Oleh Ega Nanda Putri Ayuana – Universitas Muhammadiyah Ponorogo
PWMU.CO – Waktu silih berganti, zaman pun terus berkembang dan berubah. Dari era kolonial hingga reformasi, masa penjajahan hingga kemerdekaan. Begitupun dengan era tradisional hingga kini disebut era modern. Seperti kehidupan generasi yang lahir di akhir 1990an hingga awal 2000an yang populer disebut “Generasi Z” (Gen Z).
Mobilitas globalisasi yang berjalan secara cepat, membawa banyak tuntutan dan daya pendorong yang menunjukkan masifnya sub-bidang yang berubah secara signifikan. Teknologi, kebudayaan, pendidikan, ekonomi, kesejahteraan, dan sebagainya terus mengalami perubahan dan menarik untuk dijadikan sebagai bahan kajian.
Guna menghadapi derasnya arus globalisasi, sebagai makhluk spesial karena telah dibekali pemikiran yang kritis dan cerdas terhadap berbagai bentuk struggle, kita harus fokus pada penyelesaian persoalan dan tantangan yang muncul.
Di tengah kemajuan ilmu pengetahuan dan teknologi (iptek), kita seyogyanya selalu memiliki landasan sikap open minded dalam pengaruh yang ditimbulkan. Hal ini tidak dapat dipisahkan dari adanya respon “pro-kontra”.
Agar tidak terjadi kesenjangan pemikiran yang terlalu jauh di rentang antar generasi, maka diperlukan adanya pendidikan bermutu. Berdasarkan data hasil riset Badan Pusat Statistik (BPS) Kota Semarang jumlah peserta didik di Indonesia pada tahun 2024 ini sebanyak 52.913.427 siswa. Jumlah tersebut belum termasuk jumlah mahasiswa yang tersebar di seluruh perguruan tinggi yang ada di Indonesia.
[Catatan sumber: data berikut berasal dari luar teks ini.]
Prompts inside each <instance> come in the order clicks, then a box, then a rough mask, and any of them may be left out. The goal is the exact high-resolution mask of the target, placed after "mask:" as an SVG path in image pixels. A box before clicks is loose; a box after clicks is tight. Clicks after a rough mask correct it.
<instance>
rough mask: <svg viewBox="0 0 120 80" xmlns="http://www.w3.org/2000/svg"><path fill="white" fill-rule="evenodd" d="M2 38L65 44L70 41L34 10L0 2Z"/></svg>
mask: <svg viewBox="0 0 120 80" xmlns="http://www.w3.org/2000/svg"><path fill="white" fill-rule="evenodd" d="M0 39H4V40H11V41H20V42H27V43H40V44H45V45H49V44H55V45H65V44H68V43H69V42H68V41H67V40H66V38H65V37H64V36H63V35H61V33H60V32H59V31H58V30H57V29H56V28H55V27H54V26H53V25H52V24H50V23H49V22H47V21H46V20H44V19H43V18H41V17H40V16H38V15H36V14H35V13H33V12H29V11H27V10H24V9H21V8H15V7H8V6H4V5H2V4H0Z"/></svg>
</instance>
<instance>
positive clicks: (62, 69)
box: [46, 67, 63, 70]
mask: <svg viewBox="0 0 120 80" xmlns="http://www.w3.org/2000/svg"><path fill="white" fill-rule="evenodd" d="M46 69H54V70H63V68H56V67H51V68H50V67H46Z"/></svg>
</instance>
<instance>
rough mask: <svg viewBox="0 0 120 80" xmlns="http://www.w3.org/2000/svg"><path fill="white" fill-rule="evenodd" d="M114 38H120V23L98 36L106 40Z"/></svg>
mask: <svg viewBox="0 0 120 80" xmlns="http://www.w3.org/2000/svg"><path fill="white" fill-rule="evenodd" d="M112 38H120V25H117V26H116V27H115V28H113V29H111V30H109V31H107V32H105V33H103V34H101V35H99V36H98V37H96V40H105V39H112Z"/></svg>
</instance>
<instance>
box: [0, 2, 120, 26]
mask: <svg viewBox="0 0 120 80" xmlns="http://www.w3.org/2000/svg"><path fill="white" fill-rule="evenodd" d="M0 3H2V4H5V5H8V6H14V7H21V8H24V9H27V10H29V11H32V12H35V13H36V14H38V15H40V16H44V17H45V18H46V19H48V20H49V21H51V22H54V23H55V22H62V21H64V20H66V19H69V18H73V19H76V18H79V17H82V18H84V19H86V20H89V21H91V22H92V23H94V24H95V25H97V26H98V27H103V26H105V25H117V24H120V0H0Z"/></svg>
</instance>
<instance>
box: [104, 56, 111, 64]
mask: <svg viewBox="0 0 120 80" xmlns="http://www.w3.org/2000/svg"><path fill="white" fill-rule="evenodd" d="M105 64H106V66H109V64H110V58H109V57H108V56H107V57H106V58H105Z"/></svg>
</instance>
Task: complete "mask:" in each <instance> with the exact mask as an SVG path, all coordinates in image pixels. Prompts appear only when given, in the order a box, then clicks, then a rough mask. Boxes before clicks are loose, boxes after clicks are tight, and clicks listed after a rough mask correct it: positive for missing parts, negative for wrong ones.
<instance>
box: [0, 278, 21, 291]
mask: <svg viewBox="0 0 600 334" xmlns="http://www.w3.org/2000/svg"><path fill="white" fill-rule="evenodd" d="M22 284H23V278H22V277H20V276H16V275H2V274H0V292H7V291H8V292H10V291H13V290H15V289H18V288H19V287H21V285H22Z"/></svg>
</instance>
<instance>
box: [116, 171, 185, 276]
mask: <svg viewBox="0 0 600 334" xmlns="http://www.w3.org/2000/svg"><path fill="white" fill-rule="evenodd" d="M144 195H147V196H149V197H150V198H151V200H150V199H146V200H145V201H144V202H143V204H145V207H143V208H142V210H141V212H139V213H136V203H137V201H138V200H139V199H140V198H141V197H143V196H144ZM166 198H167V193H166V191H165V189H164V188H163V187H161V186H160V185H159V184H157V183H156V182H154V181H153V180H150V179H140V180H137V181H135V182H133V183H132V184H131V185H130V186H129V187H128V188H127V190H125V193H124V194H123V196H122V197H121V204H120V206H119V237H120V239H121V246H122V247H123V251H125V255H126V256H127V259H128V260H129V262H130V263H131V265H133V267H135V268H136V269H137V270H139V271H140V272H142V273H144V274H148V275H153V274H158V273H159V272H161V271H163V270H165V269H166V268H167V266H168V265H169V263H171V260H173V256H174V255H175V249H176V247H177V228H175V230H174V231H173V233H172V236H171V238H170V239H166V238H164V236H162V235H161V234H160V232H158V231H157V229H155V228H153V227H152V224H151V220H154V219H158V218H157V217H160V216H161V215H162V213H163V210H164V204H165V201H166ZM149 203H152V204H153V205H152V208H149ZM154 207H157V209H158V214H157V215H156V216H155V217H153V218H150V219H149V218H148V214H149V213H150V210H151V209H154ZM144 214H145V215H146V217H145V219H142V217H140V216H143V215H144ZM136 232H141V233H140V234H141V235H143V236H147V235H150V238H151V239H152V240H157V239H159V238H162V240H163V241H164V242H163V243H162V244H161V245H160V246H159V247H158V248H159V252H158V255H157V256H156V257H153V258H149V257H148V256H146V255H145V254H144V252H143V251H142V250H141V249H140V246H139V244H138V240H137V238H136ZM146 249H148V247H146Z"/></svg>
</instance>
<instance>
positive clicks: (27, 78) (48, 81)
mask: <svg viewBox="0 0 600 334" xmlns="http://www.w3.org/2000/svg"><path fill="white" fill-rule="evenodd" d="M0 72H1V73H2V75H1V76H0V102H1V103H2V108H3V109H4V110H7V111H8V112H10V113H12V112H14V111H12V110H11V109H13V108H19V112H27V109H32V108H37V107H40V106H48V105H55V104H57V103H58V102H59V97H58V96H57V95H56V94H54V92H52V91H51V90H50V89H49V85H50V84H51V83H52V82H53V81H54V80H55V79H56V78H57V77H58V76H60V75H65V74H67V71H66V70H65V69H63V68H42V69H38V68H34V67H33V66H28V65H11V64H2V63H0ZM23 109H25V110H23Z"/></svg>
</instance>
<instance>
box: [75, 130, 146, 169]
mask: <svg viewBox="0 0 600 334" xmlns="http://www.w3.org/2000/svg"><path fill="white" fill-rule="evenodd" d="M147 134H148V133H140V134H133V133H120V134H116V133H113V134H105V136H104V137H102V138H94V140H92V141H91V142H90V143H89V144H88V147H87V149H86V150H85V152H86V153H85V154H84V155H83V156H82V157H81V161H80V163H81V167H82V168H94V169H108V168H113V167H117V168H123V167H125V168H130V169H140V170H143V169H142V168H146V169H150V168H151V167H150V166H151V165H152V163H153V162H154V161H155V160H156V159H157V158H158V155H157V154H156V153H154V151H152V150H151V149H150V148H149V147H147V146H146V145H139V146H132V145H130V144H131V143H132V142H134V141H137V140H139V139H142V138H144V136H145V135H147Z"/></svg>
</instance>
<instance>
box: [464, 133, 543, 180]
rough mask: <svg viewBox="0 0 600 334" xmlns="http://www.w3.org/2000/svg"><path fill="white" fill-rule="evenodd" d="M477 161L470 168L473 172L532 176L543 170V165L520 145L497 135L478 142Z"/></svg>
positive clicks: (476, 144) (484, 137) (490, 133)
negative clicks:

Pendidikan di Indonesia masih perlu dibenahi
Pendidikan di Tanah Air berproses secara dinamis sejak zaman Hindia Belanda hingga era digital seperti saat ini. Pada masa penjajahan, rakyat pribumi tidak mendapatkan kesempatan secara adil untuk bisa menempuh pendidikan yang layak. Saat itu pendidikan masih dipandang tidak ada manfaatnya bagi rakyat biasa yang diposisikan sebagai golongan strata rendah. Pendidikan yang layak hanya untuk kaum bangsawan.
Setelah diproklamasikannya kemerdekaan Indonesia, sistem pendidikan nasional mengalami transformasi. Masyarakat menggelorakan semangat untuk memperjuangkan hak akses pendidikan bagi kaum pribumi yang merata sebagai implementasi sila ke-5 dari Pancasila sebagai dasar negara.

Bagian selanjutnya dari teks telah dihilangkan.